Y todo esto en un mundo en el que el capitalismo busca profundizar el dominio universal de sus valores: la economía manda a la política, el mercado es más fuerte que el Estado y la democracia misma, el predominio del mundo financiero sobre cualquier otro valor, incluidos obviamente los sociales, la privatización, la desregulación y flexibilización. Estos son ¿los principios?, de esa especie de pensamiento único que manda en el mundo, en términos generales, fundamentalmente el capital internacional. Y por supuesto, salvo escasísimas excepciones, domina los grandes medios de comunicación.

Por supuesto que la integración es demasiado importante, lo mismo que la apertura comercial. Pero es bueno pensar en los riesgos para combatir y prevenirlos. ¿Qué tipo de integración y de apertura comercial nos conviene? Si no se adoptan las precauciones necesarias, ¿no podría correrse el riesgo de la segmentación del mercado, y la profundización del predominio de las grandes potencias y otros países poderosos? En definitiva: claro que debe existir apertura al mundo, pero no cualquiera nos sirve. Y no cualquier TLC, consecuentemente.
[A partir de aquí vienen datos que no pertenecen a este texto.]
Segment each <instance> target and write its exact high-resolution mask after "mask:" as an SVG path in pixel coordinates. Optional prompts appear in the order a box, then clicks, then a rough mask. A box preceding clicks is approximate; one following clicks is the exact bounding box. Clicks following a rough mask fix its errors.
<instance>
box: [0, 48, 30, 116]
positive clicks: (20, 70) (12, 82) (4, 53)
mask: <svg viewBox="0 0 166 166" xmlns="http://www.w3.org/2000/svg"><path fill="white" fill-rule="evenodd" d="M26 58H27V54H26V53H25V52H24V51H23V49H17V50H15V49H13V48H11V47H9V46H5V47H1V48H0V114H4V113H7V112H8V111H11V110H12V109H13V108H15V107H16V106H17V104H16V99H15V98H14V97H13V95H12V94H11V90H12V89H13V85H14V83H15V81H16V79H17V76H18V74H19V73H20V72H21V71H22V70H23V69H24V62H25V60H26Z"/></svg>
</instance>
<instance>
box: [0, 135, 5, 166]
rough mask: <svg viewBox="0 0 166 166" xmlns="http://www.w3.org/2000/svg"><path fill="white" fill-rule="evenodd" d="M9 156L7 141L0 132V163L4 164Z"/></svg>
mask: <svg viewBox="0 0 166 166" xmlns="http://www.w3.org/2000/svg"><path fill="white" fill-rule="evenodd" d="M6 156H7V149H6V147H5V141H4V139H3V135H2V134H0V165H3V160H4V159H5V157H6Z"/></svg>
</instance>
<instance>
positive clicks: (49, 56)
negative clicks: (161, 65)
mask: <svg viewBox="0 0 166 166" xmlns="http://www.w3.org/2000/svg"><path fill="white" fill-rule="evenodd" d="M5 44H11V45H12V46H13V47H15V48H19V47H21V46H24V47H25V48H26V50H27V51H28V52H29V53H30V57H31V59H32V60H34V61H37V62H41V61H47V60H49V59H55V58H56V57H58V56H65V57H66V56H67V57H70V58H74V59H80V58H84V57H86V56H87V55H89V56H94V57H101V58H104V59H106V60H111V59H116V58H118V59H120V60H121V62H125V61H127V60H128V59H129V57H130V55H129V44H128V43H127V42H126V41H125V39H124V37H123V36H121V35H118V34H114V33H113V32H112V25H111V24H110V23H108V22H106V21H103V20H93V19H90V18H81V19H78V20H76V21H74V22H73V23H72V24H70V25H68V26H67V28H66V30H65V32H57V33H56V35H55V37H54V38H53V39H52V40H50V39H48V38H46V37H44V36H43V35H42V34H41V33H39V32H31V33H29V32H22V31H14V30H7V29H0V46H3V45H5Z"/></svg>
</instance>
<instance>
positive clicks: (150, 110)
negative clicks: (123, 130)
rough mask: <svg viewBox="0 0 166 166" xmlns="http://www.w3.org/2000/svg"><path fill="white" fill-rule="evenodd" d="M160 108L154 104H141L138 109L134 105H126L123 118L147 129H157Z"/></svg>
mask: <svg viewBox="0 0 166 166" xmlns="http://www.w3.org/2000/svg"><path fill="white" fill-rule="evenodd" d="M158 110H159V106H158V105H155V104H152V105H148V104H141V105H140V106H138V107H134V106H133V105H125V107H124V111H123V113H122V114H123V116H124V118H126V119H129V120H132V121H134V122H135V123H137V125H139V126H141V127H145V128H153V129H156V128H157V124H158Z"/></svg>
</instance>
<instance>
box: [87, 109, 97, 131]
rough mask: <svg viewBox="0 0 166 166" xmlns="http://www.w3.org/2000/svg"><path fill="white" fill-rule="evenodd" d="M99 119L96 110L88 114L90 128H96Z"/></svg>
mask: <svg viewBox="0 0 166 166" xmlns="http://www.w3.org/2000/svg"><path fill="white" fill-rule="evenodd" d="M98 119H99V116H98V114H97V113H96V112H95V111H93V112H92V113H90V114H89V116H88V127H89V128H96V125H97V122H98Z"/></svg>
” Es este entorno surge el viaje de nuestro Presidente, que nos parece oportuno. Por todo lo que hemos escrito en esta breve nota y muchas cosas más, que resulta imposible expresarlas todas. Considérese que se trata de Cumbre Empresarial China-América Latina y el Caribe, y que la próxima se realizará en Uruguay. No es poca cosa ¿no? “

Sin duda que surgen sombras en el horizonte. Desde muchos años atrás ha emergido China como un líder mundial, amenazando el poderío del imperio y los grandes capitales internacionales. Y pretendiendo demostrarlo, además. Los acuerdos y/o futuros tratados con Brasil, Uruguay, Chile, Ecuador; acuerdos comerciales, financieros, tecnológicos, energéticos, con nuestra América lo demuestran. Y qué decir de los impresionantes proyectos del Canal Interoceánico en Nicaragua, compitiendo con el de Panamá, y el del tren interoceánico que atravesaría Brasil y Perú. Como se ve, los chinos no andan con chiquitas. Y no olvidemos lo que significa China para nuestros países como mercado recibiendo nuestras exportaciones. El mundo considera que China cuestiona el pensamiento único al que hacíamos referencia. Cabe la pregunta ¿no serán los mismos intereses en manos de otros dueños?

Es este entorno surge el viaje de nuestro Presidente, que nos parece oportuno. Por todo lo que hemos escrito en esta breve nota y muchas cosas más, que resulta imposible expresarlas todas. Considérese que se trata de Cumbre Empresarial China-América Latina y el Caribe, y que la próxima se realizará en Uruguay. No es poca cosa ¿no?